Sukanya Krishnan (சுகன்யா கிருஷ்ணன்) is an American news anchor from New York City. She is best known for her work with WPIX from 2001 to 2003 and from 2005 to 2017.

==Early life==
Born in Madras, India (now Chennai), Krishnan grew up on Staten Island and attended New Dorp High School. In 1993, she graduated from Dickinson College with a bachelor's degree in Spanish.

==Career==
Krishnan's prior experience in the New York news market included a stint at WCBS-TV, from June 1997 to July 2001 as a general assignment reporter. In 1995, she was an anchor, reporter and producer of the 6 pm and 11 pm news broadcasts at ABC affiliate WUTR-TV in Utica, New York. She cut her teeth in broadcasting at Long Island's WLIG-TV in 1994. Prior to joining WCBS-TV, she was a morning/noon anchor and reporter for WHP-TV, Harrisburg, Pennsylvania's CBS affiliate. She covered various stories including TWA Flight 800, the "Million Man March" and the floods of 1996 which wreaked havoc on central Pennsylvania. While at WCBS-TV, Krishnan covered breaking news for CBS 2's 5, 6 and 11 p.m. newscasts.
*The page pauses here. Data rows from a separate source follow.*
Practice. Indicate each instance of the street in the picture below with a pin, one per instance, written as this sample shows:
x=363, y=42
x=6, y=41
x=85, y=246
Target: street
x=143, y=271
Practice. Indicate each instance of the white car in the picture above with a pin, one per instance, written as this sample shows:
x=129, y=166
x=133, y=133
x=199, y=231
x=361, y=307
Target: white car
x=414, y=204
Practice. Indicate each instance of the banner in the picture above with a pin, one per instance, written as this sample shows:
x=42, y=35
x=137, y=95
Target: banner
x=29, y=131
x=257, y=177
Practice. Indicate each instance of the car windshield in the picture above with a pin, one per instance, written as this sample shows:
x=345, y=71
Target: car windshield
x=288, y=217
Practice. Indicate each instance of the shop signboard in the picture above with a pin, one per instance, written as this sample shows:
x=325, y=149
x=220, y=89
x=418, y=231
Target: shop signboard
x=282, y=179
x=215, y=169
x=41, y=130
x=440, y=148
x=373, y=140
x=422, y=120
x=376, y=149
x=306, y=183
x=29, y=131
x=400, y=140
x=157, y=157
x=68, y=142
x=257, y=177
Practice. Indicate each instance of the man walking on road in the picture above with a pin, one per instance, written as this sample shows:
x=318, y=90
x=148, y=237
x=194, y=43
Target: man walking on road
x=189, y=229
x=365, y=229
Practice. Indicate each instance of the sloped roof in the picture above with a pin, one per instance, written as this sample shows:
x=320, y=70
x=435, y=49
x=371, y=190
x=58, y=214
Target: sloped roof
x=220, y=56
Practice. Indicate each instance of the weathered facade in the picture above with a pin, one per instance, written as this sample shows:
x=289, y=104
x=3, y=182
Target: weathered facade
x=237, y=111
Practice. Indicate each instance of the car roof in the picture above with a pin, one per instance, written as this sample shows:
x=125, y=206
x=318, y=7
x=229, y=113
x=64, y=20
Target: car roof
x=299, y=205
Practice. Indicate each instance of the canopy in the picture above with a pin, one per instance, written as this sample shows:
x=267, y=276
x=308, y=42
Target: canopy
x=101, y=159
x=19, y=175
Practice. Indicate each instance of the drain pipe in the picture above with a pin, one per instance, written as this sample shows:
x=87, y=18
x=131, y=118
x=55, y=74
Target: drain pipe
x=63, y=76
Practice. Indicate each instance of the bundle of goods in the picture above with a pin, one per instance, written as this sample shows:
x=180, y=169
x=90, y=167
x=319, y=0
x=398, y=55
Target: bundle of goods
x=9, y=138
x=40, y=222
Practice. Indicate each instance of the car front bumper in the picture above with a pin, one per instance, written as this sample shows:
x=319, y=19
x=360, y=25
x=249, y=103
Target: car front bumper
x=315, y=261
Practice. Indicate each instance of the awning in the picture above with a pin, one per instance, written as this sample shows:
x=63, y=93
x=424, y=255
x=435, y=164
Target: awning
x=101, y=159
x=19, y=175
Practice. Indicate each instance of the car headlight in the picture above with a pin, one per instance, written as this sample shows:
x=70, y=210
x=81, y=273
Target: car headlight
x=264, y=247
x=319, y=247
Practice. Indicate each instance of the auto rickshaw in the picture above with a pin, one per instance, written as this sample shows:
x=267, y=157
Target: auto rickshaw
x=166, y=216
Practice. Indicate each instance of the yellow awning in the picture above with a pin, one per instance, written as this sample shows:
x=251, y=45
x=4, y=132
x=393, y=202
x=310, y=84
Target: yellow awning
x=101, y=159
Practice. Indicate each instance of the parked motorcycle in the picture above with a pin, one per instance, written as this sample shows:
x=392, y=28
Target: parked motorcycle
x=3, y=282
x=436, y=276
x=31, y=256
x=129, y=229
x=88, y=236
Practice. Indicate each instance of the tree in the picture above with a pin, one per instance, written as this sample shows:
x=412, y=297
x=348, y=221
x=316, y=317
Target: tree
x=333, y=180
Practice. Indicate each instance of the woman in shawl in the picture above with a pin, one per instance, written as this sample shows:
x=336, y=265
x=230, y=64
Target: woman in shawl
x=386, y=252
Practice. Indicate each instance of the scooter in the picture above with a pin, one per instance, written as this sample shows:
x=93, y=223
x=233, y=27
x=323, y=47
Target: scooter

She joined WPIX on August 8, 2001, and left in late 2003 to become one of the four hosts of the syndicated TV show Home Delivery In March 2004, Krishnan played a reporter covering the mob on the "Two Tonys" episode of HBO's The Sopranos. Her community volunteering includes being a celebrity judge for the 2005 Iron Skillet Cookoff. Krishnan returned to the WB11 Morning News (later CW11 Morning News, now PIX Morning News) anchor chair in 2005. On May 3, 2017, at the end of the PIX11 6-9 Morning News, she announced her final weeks as one of the station's co-anchors. Her last day on-air was Thursday, May 18, 2017.

On August 21, 2017, Krishnan joined Fox 5 NY WNYW as one of the new morning anchors of Good Day Wake Up from, 4:30am–7am, replacing Teresa Priolo and Antwan Lewis. Until 2019, she co-anchored the program with Jennifer Lahmers.

In 2020, Krishnan hosted the TLC show Find Love Live, and in 2021, she became the host of 90 Day Fiancé: Love Games, a dating and relationships show on Discovery+ streaming service.

Since 2022, Krishnan has served as the reunion 'One On One' host on Sister Wives.

==Awards==
In 2006, Krishnan won her first Emmy for On-Camera Achievement (News Anchor/Host) from the New York Chapter of the National Academy of Television Arts and Sciences (NATAS). In addition to her Emmy Award, Krishnan also won the Project Impact (formerly Indian American Political Awareness Committee)'s "Creating A Voice" Award, and a Distinguished Broadcast Journalist commendation from the Office of the Comptroller of the City of New York, for her work covering the immediate aftermath of the September 11 attacks. In July 2006, she was honored at the FeTNA (Federation of Tamil Sangams of North America) annual convention held in New York City. In October 2007, Krishnan was named one of the 2007 Power Women by New York Moves Magazine, at an awards ceremony hosted by Mira Sorvino and MC'd by Judy Gold.